The good news is that it’s absolutely possible for remote teams to have connections that are just as strong as in person teams, it just takes a bit of deliberate effort.
Replicate the in-person experience.
What a physical location provides is the opportunity for team members to connect with each other in more ways than just work. People gather in the break room and chat about their weekends or go out for lunch together. They can pop by a colleagues’ desk for a quick chat, whether that’s about work or if it’s purely casual.
These organic connections don’t happen as easily when workers are remote, simply because there are less opportunities for causal connections. Most of the time when a remote team comes together it’s for a conference call or virtual meeting, where the point is to get work done, not socialize.
To counteract this nature of work-only connections, intentionally create opportunities for people to socialize. Allow extra time before or after a virtual meeting for people to talk. Set up a virtual happy hour or a virtual lunch hour where anyone can drop in and out just as they would if the event were in person. Encourage team members to reach out to each other for a quick non work-related chat once per week.
In person or remote, teams are still made up of people working independently much of the time. However, without the ability to simply walk over and ask a colleague something, people are more likely to attempt to do something on their own.

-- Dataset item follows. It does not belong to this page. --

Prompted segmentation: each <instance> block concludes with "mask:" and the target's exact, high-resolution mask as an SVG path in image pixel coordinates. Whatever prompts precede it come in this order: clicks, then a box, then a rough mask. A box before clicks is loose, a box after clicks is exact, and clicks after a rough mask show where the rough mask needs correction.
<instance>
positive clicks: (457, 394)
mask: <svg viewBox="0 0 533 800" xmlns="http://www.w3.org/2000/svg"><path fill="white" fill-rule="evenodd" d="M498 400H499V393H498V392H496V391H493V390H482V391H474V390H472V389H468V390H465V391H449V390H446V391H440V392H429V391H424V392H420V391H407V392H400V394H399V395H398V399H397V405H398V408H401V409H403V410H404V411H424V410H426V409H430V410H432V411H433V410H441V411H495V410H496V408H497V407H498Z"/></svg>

One way to encourage collaboration is to speak to your team and highlight how working together can help them more effectively and easily meet both goals and deadlines. Another way is to ensure that all lines of communication are always open and people how to easily contact each other.
Provide the right tools.
It’s important to provide remote teams with the tools they need to both get their work done and be able to easily work together while doing it. Each team and each project is different, so there’s no one size fits all solution. The best way to be sure that your team has what they need is to ask them for their feedback.
Technology has made it easier for people to collaborate, but sometimes it’s relied upon too heavily. The power of an actual conversation, whether by phone or by video chat, should not be underestimated. Many times colleagues simply email each other or chat via messenger rather than simply picking up the phone. Tech solutions encourage fully digital communication, so encourage teams to communicate by talking in addition to texting.
At the end of the day, what really matters is creating these opportunities for connection. The more opportunities to connect, the quicker your remote team will become a strong, cohesive working unit.